While it lacks the distinctive look of the iPhone, the Droid is an incredible device. The form factor is slightly more natural as a phone than the iPhone (which I find to be a little wide to be comfortable, particularly with a protective cover). The screen is gorgeous compared to my old HTC phone, but isn’t significantly better or worse than what the iPhone offers. The phone itself is heavier than I expected and feels very solid.
The thing I like best about the Droid is the full slide-out keyboard. I liked my old keyboard better, but this is still far better than not having one. I’m becoming more comfortable with the on-screen typing option and use it regularly for quick items, but when composing emails or working with a document, I bring out the keyboard every time. I think this is something I would have missed had I given it up.
The Droid sports a 5mp camera, although I’ve had some difficulty getting it to focus crisply. The battery is also replaceable, so you can carry a spare if you’ll be unable to charge for a long time. Battery life is highly variable depending on what you’re doing (more on that in a little bit).
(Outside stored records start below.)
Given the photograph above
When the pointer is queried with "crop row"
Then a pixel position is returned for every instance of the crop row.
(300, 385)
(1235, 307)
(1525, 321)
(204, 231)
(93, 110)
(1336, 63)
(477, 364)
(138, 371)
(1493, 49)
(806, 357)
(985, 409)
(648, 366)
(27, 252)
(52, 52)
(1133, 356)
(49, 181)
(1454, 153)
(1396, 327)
Audio quality is good both for handheld mode and on speaker, although music quality is better served through external speakers or headphones.
The Software – Google Android
Android is very well done, with only a few rough spots that show this is still a first generation device compared to the iterations that Apple has under its belt.
My single favorite feature of the Droid is the native Google Maps implementation. I’m a Google Maps addict. I used it so much on my old phone that I remapped a button to bring it up. On Android, it’s a whole different experience.
To begin, mapping works as it does online or on other phones’ Google Maps implementation. There is support for layers (map, satellite imagery, traffic reporting and streetview) along with the ability to generate directions for drivers, walkers or public transit.
Droid takes Maps to a whole new level with turn-by-turn audio navigation — comparable to a stand-alone car GPS unit — and voice recognition for finding places (along with the full power of Google’s search engine). Most importantly, Google maps is pervasive – loads of other applications use it because it is baked into Android. This last point can’t be stressed enough — Droid is brimming with location aware and mapping-enabled apps that all run off of this same platform.
Android also supports apps running in the background, which is an issue on the iPhone. It’s great that I can leave my Twitter client running and swap between apps as I work. But it’s also important to shut things down as some of those background apps can take a real toll on the battery life.
The interface for making calls is easy to use. In addition to syncing contacts from Gmail and Exchange, the Facebook app that comes pre-installed pulls your Facebook friends in as well.
Droids shortcomings come in its support for corporate users. Microsoft Exchange support is incomplete. Although it has some basic contacts and email syncing, you can’t perform some key functions — such as approving appointments or accessing corporate email directories — and it lacks the sort of policy support that would make your IT folks happy. Droid also lacks the native ability to remote wipe the phone if it gets lost, although as the saying goes, there’s an app for that.